- Published on
Unbounded Agent Execution can result in Denial-of-Service Attacks
- Authors

- Name
- Parminder Singh
Agents often appear structured at the planning level, but at runtime their execution becomes increasingly non-deterministic once tools, retries, partial failures, and replanning are introduced.
Most agent frameworks follow some version of the following loop.
while not done:
action = llm.plan(context)
result = tool.execute(action)
if invalid(result):
context += error
continue
context += result

Photo by Nicolas Hoizey on Unsplash
Even if this looks reasonable, at execution time it can easily become an economic denial of service (EDoS) attack. Each retry appends error logs, stack traces, and planner instructions. As the signal-to-noise ratio drops, planner signal degrades and the model becomes less likely to converge on the original task, often producing speculative fixes that further extend the loop.
It isn't an infinite loop but more of a resource exhaustion attack (intentional or accidental) caused by unbounded execution.
A sample failure scenario may look like the following.
- Tool Failure: A tool returns a 504 or malformed JSON.
- Context Inflation: The agent appends the 2KB error log to the context.
- Planner Amplification: The planner retries with "more detail," increasing the prompt size.
- Cost Compounding: Each subsequent call is more expensive than the last.
Practically, the system terminates only when it hits a hard timeout or burns through its "budget". By that point, the original intent is lost. This mirrors the classic distributed systems challenge where missing backpressure and positive feedback loops can lead to resource exhaustion. Tool failures act as feedback signals, but without backpressure the planner interprets them as a reason to increase effort rather than slow execution.
An example could be a web scrapper agent.

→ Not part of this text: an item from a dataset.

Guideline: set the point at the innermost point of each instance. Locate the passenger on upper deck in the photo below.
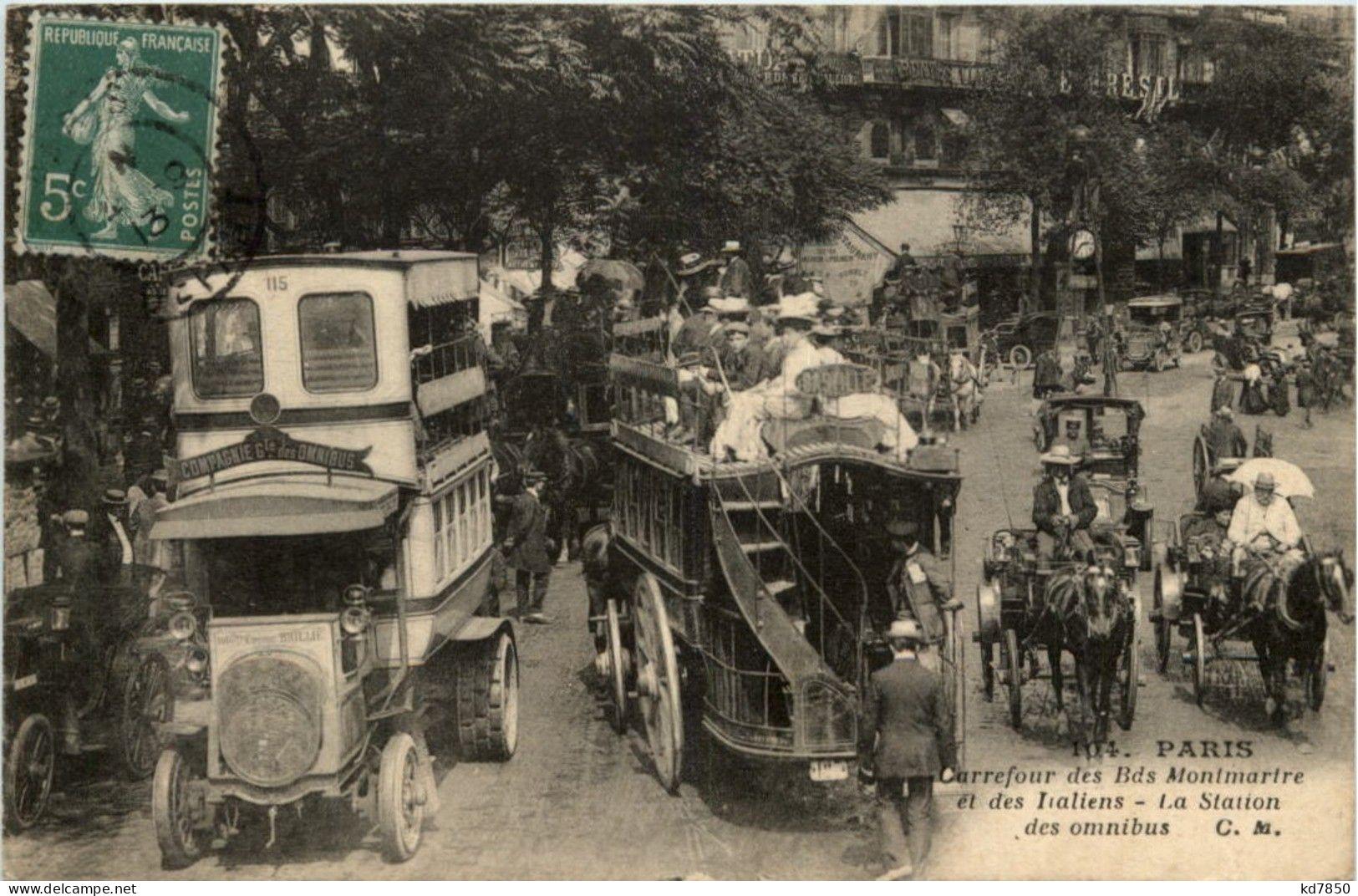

If the tool returns a payload that the agent interprets as an instruction to "analyze this error in extreme detail using 10 retries", it creates a depth-amplification loop under a trusted identity.
Another challenge is the cross-account resource exhaustion or the noisy neighbor agent. In a multi-tenant or multi-team environment, resource starvation becomes a real problem. Because most LLM providers enforce rate limits at the account or API key level, a single agent stuck in a loop can consume the entire quota. Without task-level priority queuing or isolated quotas, one buggy agent becomes a bottleneck that creates a denial of service for every other AI-dependent service in your stack.
Mitigations
Traditional cloud governance controls do not address execution-level amplification. Rate limits work based on frequency and not the execution depth. Account budgets are also after the fact.
To run agents at scale, we must treat the execution graph as a first-class security object. We need middleware that intercepts execution between planning, tool invocation, and context mutation. This middleware can enforce task-scoped budgets, token-delta monitoring, semantic circuit breakers, and inline enforcement.
- task-scoped budgets. Hard-stop execution at a granular level (e.g., $0.50 per Task ID).
- token-delta monitoring. Context growth exceeding a fixed delta or percentage between steps (e.g. terminate execution if
context_growth > 25%between steps). - semantic circuit breakers. If an agent calls the same tool with the same arguments three times and receives the same error, the circuit must break.
- inline enforcement. Controls must execute before the next LLM call. This is the only way to prevent the cost from being incurred.
def execution_guard(task_id, current_context, next_action):
if budget_exceeded(task_id):
raise SecurityPolicyViolation("Task budget depleted")
if is_livelocked(task_id, next_action):
raise SecurityPolicyViolation("Semantic loop detected")
return proceed_to_llm(next_action)
If you are looking at the bottom line, we need to track more than just total spend. Metrics like cost / completed tasks, the rate at which token usage accelerates per retry and how often one agent's retry-loop triggers rate-limiting for other users are critical.